CSIRO’s Lindfield site in Sydney hosted manufacturers in an event aimed at introducing collaborative growth opportunities. Manufacturers’ Monthly reports.
Bringing together scientific research and industry was the purpose of a recent event hosted at the CSIRO’s Lindfield site in northern Sydney, with highlights including a speech from the organisation’s chief scientist, Cathy Foley, and a tour of the facility.
Organised by the CSIRO in collaboration with the Cumberland Manufacturing Centre and the Advanced Manufacturing Growth Centre (AMGC), the late August event was well-attended by representatives from Australian manufacturing companies seeking to learn more about the ways cutting- edge science could be used for industrial purposes.
One of the CSIRO’s largest research centres, the Lindfield site is home to the Lindfield Collaboration Hub, where tenant startups and SMEs use the available facilities to work on innovative projects aimed at developing new products for commercial markets.
Katie Green, CSIRO’s operations manager at the Lindfield Collaboration Hub, said that it was important for scientists to encourage manufacturers to think differently about the way they do business.
“CSIRO is trying to engage more actively with industry and today is an opportunity to bring together a group of manufacturers to see what facilities and capabilities the Lindfield site has to offer and to complement this with the knowledge and expertise of the staff,” Green said.
“We are hoping that people walk away with something tangible to help their business go forward and to learn about the opportunities for them to change the way they are operating.”
Also in attendance was the deputy and science director of CSIRO’s manufacturing business unit, Dr Cathy Foley, who was recently appointed as the research body’s chief scientist. In her speech to the gathered attendees, Foley made a pitch for closer collaboration with manufacturers.
“The manufacturing sector has been on an upward slope for the past couple of quarters and we would like to think that you as manufacturers can come to CSIRO and find help to build your businesses,” Foley said.
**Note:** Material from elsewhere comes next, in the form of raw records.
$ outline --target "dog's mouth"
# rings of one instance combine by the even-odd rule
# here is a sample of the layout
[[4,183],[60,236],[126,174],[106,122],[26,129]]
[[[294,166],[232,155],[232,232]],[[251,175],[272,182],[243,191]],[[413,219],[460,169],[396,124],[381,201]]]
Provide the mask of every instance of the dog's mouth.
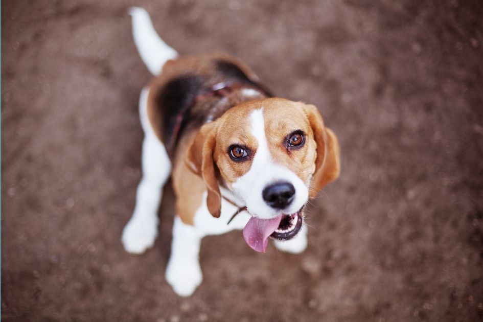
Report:
[[291,239],[302,228],[303,210],[303,206],[293,214],[282,214],[269,219],[252,217],[243,228],[245,241],[254,250],[265,252],[269,237],[279,240]]
[[270,237],[279,240],[289,240],[294,237],[302,227],[302,211],[291,215],[282,215],[279,227]]

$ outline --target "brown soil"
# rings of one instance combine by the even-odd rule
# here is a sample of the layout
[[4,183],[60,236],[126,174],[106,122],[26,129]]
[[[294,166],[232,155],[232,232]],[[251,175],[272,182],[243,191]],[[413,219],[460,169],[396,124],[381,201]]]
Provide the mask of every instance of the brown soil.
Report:
[[[319,107],[342,173],[304,254],[206,238],[178,297],[169,187],[154,248],[123,249],[150,78],[133,5],[180,53],[238,56]],[[3,321],[483,320],[479,0],[5,0],[1,17]]]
She gave the example of Medical Developments International (MDI), an Australian medical company that manufactures Penthrox, commonly known as the “green whistle”. Once a small company worth around $3 million, Foley said CSIRO helped them scale up to become a globally competitive company currently valued at over $300 million.
“Being chief scientist at CSIRO is a dream job for me, because it allows me to engage with all parts of the sector in Australia,” Foley told the gathered manufacturers and researchers. “The thing that I really like about it is the idea of being able to connect people together.”
A further focus of the event was putting promoting opportunities for Australian manufacturers in India. A former Indian Army commander, Lt. General Arun Sahni, was in attendance at the invitation of John Wayland, chair and CEO of the Cumberland Manufacturing Centre.
Foley said that CSIRO was a globally-focussed organisation that recognised the need to link with international collaborators. “We only do a small part of the global research and a small part of Australia’s research,” she said. “So, we need to collaborate nationally and internationally to be able to find the best solutions and do the best work. I’m looking forward to engaging with the general and I hope to reciprocate the visit and visit them in India.”
Foley also promoted the activities of AMGC, a government- funded body that promotes and supports innovation in Australian manufacturing. Earlier in the afternoon, participants in the event were able to attend a presentation by AMGC’s NSW and ACT director, Michael Sharpe, who spoke about how the nation’s manufacturing focus was transitioning from traditional production-centred processes to pre- and post-production processes such as research and development and services.
Sharpe also sought to dispel the widely-held notion that manufacturing is “dying” in Australia, reminding those assembled that the sector had been undergoing 22 consecutive months growth.
An exciting feature of the event were tours through the CSIRO’s physics and chemical laboratories, guided by researchers directly involved in cutting-edge projects. Representatives from the manufacturing industry were able to view examples of how the latest scientific work could lead the way to the development of new products and new markets.
One of the laboratories has developed a chemiresistor sensor array, which detects and quantifies organic chemicals in water using the high sensitivity and tuneable selectivity of gold nanoparticle films. Applications of the technology include real-time, on-field environmental monitoring, and for medical testing processes.